Aphasia is most commonly treated through speech and language therapy. The goals of this therapy are to:

  • Reduce Impairment: restore as much of your speech and language as possible.
  • Increase Communication: help you communicate as frequently and fluently as possible.
  • Create Alternatives: help you find compensatory methods of communication or assistance in communicating.
  • Educate: help patients and loved ones understand aphasia and the patient's specific needs better.

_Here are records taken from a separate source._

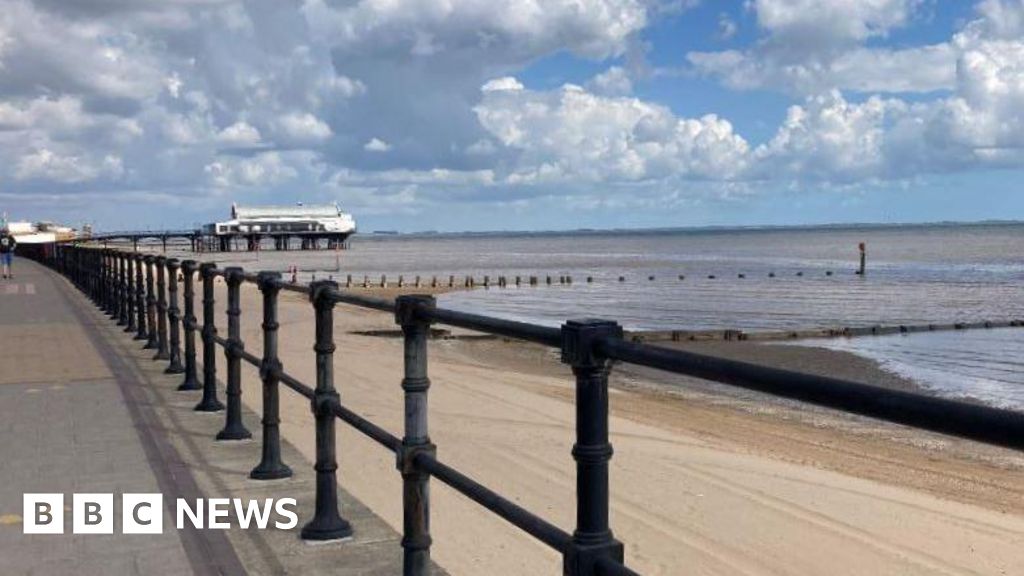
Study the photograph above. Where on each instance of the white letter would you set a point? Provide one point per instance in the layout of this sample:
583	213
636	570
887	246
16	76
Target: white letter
252	510
282	510
183	508
92	513
42	513
218	508
141	513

Speech and language therapy is a process that may take many hours over a long period of time to restore communicative abilities. It can be done intensively or in shorter sessions, one-on-one or in groups. Each therapy is tailored to the specific needs of the patient.

 

Loved Ones with Aphasia

Living with Aphasia

Therapy can help to restore language and speaking abilities, but living with aphasia may require alternative methods of communication. These might include:

  • Gestures.
  • Writing.
  • Drawing.
  • Communication charts: large grids containing letters, words, or pictures.
  • Smartphone apps.
  • VOCAs: voice output communication aids, electronic devices or programs that play a computer-generated voice aloud.

Loved Ones with Aphasia

Living with someone who has aphasia can make communication difficult, and it will likely require at least some modification to how you communicate with them as well. Here are some tips:

  • Be Patient: give your loved one plenty of time to speak. Anxiety about speaking can make it more difficult. Avoid finishing their sentences or correcting mistakes, which can cause frustration.
  • Simplify Your Language: Ask closed, yes-or-no questions. Speak in short, uncomplicated sentences and keep the conversation focused, without topic changes.
  • Reduce Distractions and Background Noise.
  • Use Visual References: Write key words, draw diagrams or pictures, use gestures, or point to objects to increase clarity.